Rev. Callum Tabada of the United Church of Christ in the Philippines (UCCP) highlighted the advocacy role of churches on policy and guideline matters of governments to ensure that the right to health was respected and protected during the current pandemic. Pastoral letters containing information about the virus and recommendations for hygiene and sanitation was sent out by the churches even before the government did so. Churches in the Philippines were instrumental in distributing material relief and funds to hospitals. They supplemented the work of hospitals by initiating campaigns for mass testing and raising awareness among communities. He also said that instances of mental health illnesses were being underreported in the crisis and that churches were providing online counselling for their people.
The webinar served as a platform to share best practices and inspire all attendees into action. While the global situation may be grim, the key to successfully mitigating the crisis and restoring the right to health of all people was accompanying communities and making them salient partners in decision-making. “It is easier to prevent than to treat,” said the panel, while unanimously stressing the importance of community-based recovery with localised solutions in cooperation with government measures that were mindful of the needs and situation of the people.

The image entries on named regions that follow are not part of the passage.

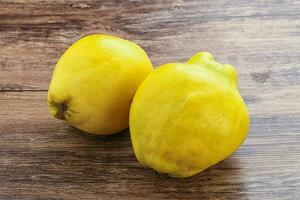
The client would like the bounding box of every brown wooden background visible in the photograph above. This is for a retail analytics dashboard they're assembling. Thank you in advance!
[0,0,300,200]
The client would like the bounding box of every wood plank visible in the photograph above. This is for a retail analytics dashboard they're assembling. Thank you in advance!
[0,91,300,199]
[0,0,300,199]
[0,0,300,90]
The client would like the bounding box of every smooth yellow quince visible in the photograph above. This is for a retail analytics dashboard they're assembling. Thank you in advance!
[130,52,249,177]
[48,35,153,135]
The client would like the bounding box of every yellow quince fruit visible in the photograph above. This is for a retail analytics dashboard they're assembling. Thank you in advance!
[48,35,153,135]
[130,52,249,177]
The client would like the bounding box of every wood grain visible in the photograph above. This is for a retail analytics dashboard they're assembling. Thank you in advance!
[0,0,300,199]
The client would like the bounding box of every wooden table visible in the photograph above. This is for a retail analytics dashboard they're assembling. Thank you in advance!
[0,0,300,200]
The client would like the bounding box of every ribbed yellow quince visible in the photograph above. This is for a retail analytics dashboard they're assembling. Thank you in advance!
[130,52,249,177]
[48,35,153,135]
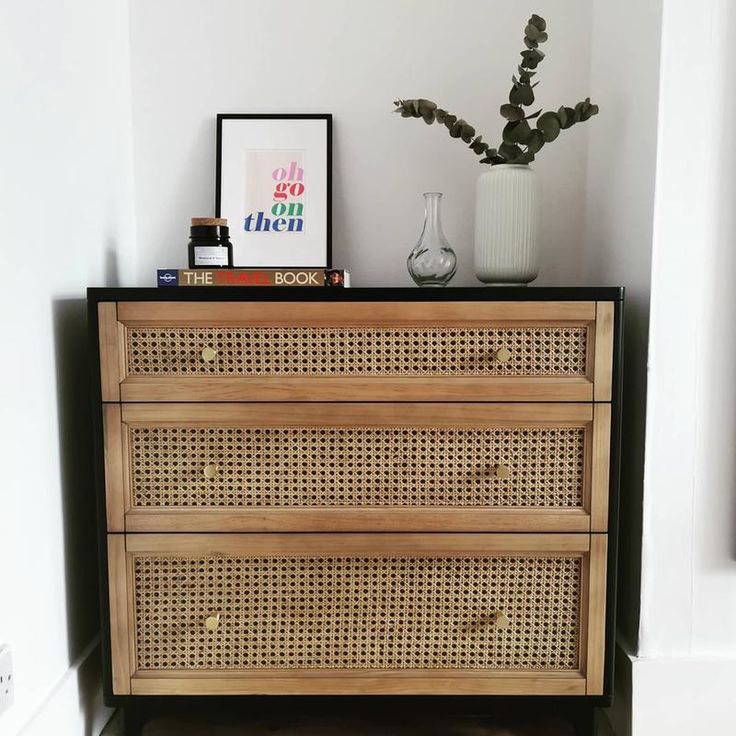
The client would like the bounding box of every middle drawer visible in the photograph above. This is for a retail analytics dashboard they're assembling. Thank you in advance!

This would be more effective than a one-size-fits-all approach.
Although resources were scarce, it was possible to implement the lessons from previous epidemics and develop strategic partnerships and cater to the holistic needs of the people – physical, mental, emotional, and spiritual. Thus, FBOs and CSOs were also key players in securing and protecting the right to health of all.
While concluding the discussions, Dr Mathews George Chunakara stated that understanding health as a human right creates a legal obligation on states to ensure access to timely, acceptable, and affordable health care of appropriate quality as well as providing for the underlying determinants of health. There is a wide range of criticism and concern surrounding government responses to the crisis, which have involved sweeping restrictions on the right to health of people in many contexts and excessive restrictions on freedom of movement, expression, and assembly. He suggested that in the context of a spreading epidemic, states, CSOs, and FBOs have obligations to ensure that preventive care, treatments, goods, services, and information are available and accessible to all persons.
The CCA has scheduled a series of webinars in the upcoming weeks which will focus on pertinent issues related to the COVID-19 crisis and its repercussions. The next webinar on ‘Upholding the Rights and Dignity of Children amidst the COVID-19 Crisis’ will be held on 19 May 2020 (Tuesday) from 12:00–14:00 Bangkok (Thailand) time. The registration link and other details will be shared soon.
Upcoming webinars are ‘The Impact of the COVID-19 Crisis on Women in Asia: Vital Needs and Post-Crisis Recovery’ (21 May 2020) and ‘Food Security: Will the world face more deaths due to hunger or COVID-19?’ (28 May 2020).